A dataset for predicting protein-protein interactions in humans

Data files

Sep 16, 2025 version files 98.79 GB

Select up to 11 GB of files for download

Abstract

Protein-protein interactions (PPIs) are fundamental to biological function. While recent advances in coevolutionary analysis and deep learning (DL)-based structure prediction have enabled large-scale PPI identification in bacterial and yeast proteomes, their application to the more complex human proteome has remained limited. To address this challenge, we 1) enhanced coevolutionary signals by generating 7-fold deeper multiple sequence alignments (MSAs) from 30 petabytes of unassembled genomic data, and 2) developed a new DL model trained on augmented datasets of domain-domain interactions derived from 200 million predicted protein structures.
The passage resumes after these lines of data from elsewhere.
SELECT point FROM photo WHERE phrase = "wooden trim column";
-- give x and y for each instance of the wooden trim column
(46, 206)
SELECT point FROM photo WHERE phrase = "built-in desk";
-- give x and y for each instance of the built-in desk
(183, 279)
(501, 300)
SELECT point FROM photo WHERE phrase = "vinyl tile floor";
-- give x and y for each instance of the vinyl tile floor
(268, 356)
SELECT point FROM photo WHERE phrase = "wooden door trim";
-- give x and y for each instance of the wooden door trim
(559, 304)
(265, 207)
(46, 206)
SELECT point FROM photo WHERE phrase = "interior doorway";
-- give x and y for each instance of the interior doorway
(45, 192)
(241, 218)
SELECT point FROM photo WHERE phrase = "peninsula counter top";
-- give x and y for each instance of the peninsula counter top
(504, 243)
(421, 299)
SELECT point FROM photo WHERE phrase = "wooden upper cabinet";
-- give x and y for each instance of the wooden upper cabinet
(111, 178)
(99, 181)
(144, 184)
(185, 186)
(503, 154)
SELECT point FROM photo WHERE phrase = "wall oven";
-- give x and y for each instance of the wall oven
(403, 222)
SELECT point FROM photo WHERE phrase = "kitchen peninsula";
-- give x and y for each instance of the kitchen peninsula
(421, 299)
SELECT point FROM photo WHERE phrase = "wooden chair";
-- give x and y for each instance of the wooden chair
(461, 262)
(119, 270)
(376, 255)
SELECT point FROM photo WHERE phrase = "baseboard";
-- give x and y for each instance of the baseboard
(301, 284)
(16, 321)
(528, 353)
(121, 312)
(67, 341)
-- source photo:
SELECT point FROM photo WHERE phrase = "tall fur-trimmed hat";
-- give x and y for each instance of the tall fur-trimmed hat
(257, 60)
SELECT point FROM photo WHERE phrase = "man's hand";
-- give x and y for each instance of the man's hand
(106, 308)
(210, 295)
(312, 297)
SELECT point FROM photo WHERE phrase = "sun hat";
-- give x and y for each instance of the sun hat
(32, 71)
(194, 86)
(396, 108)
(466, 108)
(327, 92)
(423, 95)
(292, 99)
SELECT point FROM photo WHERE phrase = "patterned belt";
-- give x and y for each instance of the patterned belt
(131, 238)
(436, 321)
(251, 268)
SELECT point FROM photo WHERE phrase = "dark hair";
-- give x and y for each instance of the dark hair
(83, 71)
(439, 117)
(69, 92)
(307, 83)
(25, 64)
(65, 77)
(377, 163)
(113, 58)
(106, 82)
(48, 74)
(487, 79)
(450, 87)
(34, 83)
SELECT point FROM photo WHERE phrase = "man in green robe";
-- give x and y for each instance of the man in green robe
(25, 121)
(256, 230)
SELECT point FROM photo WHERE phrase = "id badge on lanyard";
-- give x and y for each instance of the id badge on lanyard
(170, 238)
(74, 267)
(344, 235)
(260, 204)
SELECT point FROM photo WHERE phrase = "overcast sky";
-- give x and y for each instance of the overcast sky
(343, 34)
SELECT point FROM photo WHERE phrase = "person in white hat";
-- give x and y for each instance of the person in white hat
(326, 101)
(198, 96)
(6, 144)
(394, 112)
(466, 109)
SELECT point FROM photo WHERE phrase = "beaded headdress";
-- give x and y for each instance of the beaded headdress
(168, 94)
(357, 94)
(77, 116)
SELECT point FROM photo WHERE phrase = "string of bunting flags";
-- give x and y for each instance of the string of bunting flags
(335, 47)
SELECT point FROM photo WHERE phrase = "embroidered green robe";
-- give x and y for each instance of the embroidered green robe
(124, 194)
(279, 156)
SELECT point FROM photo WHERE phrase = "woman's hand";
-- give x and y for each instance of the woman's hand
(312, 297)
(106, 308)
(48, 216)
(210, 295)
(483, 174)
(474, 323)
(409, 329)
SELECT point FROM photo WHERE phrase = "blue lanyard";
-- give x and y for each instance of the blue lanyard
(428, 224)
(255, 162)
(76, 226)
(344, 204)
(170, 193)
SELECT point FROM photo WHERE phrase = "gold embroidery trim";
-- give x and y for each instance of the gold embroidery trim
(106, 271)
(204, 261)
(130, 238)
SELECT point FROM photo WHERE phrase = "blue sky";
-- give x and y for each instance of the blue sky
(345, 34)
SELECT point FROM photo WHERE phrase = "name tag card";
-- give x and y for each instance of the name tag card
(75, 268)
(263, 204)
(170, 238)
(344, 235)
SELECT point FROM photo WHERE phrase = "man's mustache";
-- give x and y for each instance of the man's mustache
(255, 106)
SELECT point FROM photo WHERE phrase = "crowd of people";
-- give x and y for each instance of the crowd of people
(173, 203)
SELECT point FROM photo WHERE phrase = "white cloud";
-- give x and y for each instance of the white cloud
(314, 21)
These improvements led to a 4-fold increase in the performance of our de novo PPI prediction pipeline for human proteins. We systematically screened around 190 million human protein pairs and predicted 17,849 high-confidence PPIs at an estimated precision of 90%, including 3,631 interactions not previously detected by experimental methods. The resulting dataset includes omicsMSA alignments, training data (domain-domain and protein-protein interactions), high-confidence predicted pairs, oligomeric assemblies inferred from predicted and known interactions, novel components predicted for known complexes, structural models (PDB format), contact probabilities from AlphaFold and RoseTTAFold2-PPI, and DCA scores.